日本の国に生れてありがたきうれし つわものの妻になりたり

 なぜ綾子さんは自決を選んだのか、今となっては知ることはできない。

平島俊郎さんのノート

「つわものの妻になりたり」という言葉が意味すること

 遺書にあるように、いたづらに生きていても仕方ない、という喪失感もあったのだろうが、同時に、「つわものの妻になりたり」という一節もあり、他にも理由があるのではと思われた。俊郎さんの手記を読み込んでいくと、前半部分に、「万が一の場合、おまへは自決してくれるか」と俊郎さんが綾子さんに尋ね、「おまへは力強くうなづいた」というくだりがある。

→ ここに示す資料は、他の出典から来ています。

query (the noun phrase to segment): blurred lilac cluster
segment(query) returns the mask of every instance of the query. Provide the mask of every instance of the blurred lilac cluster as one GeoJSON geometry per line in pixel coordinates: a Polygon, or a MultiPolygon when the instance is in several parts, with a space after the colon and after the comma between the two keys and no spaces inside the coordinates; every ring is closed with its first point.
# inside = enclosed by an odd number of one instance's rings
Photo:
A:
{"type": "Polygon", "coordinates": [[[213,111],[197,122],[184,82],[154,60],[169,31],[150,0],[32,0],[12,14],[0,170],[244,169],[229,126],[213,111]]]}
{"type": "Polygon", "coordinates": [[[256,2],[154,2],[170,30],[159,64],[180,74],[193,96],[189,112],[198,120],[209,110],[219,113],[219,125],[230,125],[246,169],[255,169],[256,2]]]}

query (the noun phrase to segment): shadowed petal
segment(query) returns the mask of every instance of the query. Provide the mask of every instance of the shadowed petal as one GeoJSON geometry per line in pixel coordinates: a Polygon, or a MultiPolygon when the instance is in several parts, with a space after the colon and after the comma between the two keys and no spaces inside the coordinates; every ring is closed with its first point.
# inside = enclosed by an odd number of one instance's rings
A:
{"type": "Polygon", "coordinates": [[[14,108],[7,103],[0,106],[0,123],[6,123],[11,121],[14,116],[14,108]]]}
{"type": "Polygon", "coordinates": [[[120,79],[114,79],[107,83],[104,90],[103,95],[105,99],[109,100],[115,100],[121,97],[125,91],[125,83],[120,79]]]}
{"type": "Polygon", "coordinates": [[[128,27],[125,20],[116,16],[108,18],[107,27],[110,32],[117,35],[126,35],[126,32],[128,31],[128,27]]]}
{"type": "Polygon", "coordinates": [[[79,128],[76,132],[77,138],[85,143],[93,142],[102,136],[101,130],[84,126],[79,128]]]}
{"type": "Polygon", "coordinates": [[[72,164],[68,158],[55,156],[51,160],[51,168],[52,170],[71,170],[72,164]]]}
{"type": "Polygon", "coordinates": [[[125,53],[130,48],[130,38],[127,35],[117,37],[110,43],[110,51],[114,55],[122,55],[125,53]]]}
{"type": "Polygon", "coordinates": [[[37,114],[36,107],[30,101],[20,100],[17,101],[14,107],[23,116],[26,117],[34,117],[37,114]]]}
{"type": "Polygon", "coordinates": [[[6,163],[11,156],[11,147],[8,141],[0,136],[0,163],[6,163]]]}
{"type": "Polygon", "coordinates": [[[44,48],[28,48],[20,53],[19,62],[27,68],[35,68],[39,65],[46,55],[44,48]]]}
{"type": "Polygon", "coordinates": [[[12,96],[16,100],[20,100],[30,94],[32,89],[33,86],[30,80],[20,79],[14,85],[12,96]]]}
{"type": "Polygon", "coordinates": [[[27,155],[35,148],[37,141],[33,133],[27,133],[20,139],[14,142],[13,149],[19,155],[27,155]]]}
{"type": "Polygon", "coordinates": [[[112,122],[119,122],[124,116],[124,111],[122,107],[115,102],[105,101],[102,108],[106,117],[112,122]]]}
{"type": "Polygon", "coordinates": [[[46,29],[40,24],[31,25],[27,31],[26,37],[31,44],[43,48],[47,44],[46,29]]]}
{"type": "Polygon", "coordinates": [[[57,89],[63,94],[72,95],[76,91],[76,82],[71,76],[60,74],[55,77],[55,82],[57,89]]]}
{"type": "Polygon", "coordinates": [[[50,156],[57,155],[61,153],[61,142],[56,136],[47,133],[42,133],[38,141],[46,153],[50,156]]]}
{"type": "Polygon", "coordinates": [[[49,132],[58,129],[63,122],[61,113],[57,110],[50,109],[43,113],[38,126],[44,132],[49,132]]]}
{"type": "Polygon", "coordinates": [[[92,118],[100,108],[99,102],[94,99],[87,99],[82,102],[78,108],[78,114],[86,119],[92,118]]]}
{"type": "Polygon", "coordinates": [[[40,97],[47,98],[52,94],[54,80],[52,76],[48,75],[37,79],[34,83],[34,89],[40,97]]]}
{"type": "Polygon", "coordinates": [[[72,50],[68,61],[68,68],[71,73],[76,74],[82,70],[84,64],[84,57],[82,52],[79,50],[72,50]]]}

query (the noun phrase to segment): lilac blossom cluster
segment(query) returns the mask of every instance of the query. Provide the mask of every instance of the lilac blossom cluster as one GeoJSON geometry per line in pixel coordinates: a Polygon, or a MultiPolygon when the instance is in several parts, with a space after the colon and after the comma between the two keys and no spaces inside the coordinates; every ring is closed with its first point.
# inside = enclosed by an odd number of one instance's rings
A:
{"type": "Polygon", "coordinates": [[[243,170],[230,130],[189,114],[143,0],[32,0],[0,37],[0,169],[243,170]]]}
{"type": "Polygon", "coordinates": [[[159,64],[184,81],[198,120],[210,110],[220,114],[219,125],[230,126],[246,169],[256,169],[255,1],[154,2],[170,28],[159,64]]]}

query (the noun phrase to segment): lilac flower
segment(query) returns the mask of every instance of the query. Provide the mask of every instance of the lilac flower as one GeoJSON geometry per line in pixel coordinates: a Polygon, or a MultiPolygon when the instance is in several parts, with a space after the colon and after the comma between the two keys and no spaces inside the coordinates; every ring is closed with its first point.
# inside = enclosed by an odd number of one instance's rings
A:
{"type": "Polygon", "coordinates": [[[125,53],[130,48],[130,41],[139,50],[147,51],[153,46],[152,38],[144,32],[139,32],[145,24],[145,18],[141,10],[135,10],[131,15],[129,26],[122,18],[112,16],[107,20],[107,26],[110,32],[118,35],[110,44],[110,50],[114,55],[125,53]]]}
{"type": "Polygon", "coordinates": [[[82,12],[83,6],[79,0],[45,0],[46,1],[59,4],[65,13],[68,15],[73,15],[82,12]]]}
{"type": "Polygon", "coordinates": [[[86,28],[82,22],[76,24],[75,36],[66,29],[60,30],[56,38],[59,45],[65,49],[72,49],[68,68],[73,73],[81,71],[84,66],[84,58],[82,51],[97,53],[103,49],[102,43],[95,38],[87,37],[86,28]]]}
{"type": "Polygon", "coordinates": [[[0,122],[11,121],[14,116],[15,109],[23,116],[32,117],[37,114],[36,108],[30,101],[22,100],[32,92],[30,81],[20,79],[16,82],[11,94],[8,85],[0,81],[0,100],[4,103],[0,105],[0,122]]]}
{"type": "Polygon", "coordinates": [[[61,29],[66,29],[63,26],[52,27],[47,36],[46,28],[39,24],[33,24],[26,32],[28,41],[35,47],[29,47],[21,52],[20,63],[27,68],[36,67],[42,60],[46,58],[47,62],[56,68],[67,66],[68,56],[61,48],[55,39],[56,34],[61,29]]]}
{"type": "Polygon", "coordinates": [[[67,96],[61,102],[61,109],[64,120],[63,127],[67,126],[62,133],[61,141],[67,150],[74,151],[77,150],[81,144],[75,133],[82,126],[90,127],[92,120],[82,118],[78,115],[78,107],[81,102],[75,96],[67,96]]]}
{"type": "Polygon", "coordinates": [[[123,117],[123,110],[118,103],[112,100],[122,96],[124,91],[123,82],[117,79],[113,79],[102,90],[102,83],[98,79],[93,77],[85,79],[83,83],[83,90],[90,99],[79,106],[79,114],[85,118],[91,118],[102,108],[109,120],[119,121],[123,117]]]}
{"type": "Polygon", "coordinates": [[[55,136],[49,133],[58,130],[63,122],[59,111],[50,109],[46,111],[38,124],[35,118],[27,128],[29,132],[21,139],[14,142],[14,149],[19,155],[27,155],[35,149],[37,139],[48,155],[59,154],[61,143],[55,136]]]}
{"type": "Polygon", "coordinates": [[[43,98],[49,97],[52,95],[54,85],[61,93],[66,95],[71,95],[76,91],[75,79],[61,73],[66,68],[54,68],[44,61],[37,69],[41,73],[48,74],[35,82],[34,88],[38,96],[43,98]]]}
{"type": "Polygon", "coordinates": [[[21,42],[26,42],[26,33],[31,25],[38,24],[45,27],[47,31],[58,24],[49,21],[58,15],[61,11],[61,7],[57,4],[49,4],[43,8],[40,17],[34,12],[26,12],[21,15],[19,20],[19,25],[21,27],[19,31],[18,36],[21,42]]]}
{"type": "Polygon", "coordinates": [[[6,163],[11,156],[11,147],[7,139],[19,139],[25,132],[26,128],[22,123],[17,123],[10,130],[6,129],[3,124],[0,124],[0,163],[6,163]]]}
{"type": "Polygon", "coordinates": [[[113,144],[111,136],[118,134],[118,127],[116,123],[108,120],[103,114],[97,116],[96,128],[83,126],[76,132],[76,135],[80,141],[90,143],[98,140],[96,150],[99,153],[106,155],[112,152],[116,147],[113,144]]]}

 このやり取りが行われたのは、俊郎さんが戦場に出るはるか前のことのようだ。戦前から戦中にかけて「武人の鑑」とされる人びとの軍国美談が日本では盛んに喧伝されており、そうしたなかには、日露戦争の英雄で、明治天皇が崩御した際に夫婦で殉死した乃木希典とその妻なども含まれていた。そうした世相の影響を、若いふたりも受けていたのだろうか。一方、俊郎さんの最後の遺書からは、綾子さんに元気で生きてほしいという強い思いが感じられる。

 絶望的な戦場を経験し、捨石になる運命に立たされた時、生きていることのありがたさや尊さ、それまで教わっていた「美談」の陳腐さを、俊郎さんが感じていたとしても不思議ではない。多くの若者を死に追いやったこうした「殉国美談」を教えていたのが、他ならぬ教師たちだった。